Hanlon: Yes. We had a beautiful day of activities in Kottman Hall which were open to everyone including the public. It included an awards ceremony, a few speakers, live music which was traditional music from India, and a huge Earth Day cake with the banner art on it and drinks in the lobby.
SENR: Any other thoughts you’d like to share on the banner?
Hanlon: I'm so glad you asked me about the banner, because at this time, Extension's Communication Office has just moved out of Kottman Hall, so for me, it's somewhat of a full circle moment now, as I reflect on that time. Kottman Hall, Cooperative Extension and the School of Natural Resources represented my home away from home while I was a student at OSU. I loved the time I spent in Kottman Hall, and the classroom time with other students, using the woodshop that we had at the time to build interpretive exhibits, and working with all the amazing professors and professionals both those with Extension appointments and those with full OSU status.

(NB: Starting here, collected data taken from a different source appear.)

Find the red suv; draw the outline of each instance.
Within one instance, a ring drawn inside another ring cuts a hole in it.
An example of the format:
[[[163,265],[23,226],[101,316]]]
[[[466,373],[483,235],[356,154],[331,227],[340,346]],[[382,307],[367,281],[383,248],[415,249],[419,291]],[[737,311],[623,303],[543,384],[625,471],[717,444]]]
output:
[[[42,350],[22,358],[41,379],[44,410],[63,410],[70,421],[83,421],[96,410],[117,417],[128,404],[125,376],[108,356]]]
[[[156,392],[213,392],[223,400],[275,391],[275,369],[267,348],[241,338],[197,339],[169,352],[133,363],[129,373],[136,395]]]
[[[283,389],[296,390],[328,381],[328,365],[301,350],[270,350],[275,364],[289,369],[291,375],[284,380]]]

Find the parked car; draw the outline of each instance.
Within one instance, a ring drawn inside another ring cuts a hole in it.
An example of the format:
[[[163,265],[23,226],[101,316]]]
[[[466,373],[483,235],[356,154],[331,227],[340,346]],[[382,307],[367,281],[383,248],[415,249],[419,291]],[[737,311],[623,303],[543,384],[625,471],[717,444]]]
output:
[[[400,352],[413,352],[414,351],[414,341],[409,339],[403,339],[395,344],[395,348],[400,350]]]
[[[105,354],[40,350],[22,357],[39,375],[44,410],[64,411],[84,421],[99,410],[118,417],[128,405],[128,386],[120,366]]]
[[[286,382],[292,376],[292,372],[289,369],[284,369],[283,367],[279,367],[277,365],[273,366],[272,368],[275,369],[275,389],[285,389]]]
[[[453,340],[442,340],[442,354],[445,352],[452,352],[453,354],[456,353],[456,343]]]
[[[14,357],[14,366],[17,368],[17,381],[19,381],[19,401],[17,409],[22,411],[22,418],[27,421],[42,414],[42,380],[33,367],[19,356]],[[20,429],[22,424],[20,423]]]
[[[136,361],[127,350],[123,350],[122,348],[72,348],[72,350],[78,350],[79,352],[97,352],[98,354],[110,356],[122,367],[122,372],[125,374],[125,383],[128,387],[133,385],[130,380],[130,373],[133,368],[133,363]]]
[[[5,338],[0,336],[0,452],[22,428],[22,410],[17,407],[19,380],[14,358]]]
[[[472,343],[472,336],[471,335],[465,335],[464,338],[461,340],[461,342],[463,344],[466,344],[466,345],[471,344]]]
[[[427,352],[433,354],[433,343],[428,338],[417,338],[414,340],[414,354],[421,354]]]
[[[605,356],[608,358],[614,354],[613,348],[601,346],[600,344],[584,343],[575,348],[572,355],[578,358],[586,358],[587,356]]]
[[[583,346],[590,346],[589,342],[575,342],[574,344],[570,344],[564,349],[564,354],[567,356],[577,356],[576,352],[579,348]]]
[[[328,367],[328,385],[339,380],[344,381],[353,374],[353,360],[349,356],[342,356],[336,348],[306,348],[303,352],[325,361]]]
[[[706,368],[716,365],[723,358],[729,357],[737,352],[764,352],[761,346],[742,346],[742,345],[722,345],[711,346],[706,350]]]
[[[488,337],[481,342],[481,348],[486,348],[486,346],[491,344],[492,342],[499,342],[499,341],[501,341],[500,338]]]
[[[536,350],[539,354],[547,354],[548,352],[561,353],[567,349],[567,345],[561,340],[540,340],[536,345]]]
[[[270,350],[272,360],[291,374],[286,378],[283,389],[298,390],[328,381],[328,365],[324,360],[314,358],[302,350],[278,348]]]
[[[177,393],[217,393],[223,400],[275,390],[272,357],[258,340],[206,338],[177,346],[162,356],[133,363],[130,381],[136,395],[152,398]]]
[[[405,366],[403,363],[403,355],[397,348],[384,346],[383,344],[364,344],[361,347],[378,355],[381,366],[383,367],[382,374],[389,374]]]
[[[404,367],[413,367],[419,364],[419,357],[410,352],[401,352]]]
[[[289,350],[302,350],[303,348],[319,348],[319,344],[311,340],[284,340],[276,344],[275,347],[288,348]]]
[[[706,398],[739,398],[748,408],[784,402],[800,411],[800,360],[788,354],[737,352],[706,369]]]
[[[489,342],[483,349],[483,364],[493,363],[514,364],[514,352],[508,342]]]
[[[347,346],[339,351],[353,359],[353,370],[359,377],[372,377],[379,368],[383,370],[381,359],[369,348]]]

The banner represented an opportunity to bring all the different roles and research areas of concern into one symbolic piece of art, and to do it through the public awareness raising 20th Anniversary celebration of Earth Day. My degree is in Environmental Communications ('86), so the project was an application of what that meant for me.
Those large, two-story walls are still calling for artwork! So I hope that students and others in the building might consider perhaps two or four new 10x10 ft. pieces of artwork, one for each wall section to depict the four compass directions (and people living there) or four natural elements (earth, sky, water, fire/energy) honored by Native People throughout time, and which continue to guide the daily lives of people today. Creating and exhibiting artwork in a science setting, like Kottman Hall, reminds us that what we do is connected to others around the globe, and that we are not alone in our efforts. I hope that these ideas are always part of the legacy of the banner, and of the activities of Horticulture and Crop Science, Plant Pathology and the School of Environment and Natural Resources in Kottman Hall.
I also want to especially thank once again, my Environmental Communications advisor, Professor Emeritus, Dr. Rosanne Fortner, and the Extension Communications Office staff who supported this project.
This interview was conducted via email with Linda Hanlon by Molly Bean in November 2016 as part of the archival research in celebration of the 50th Anniversary of the School of Environment and Natural Resources at The Ohio State University.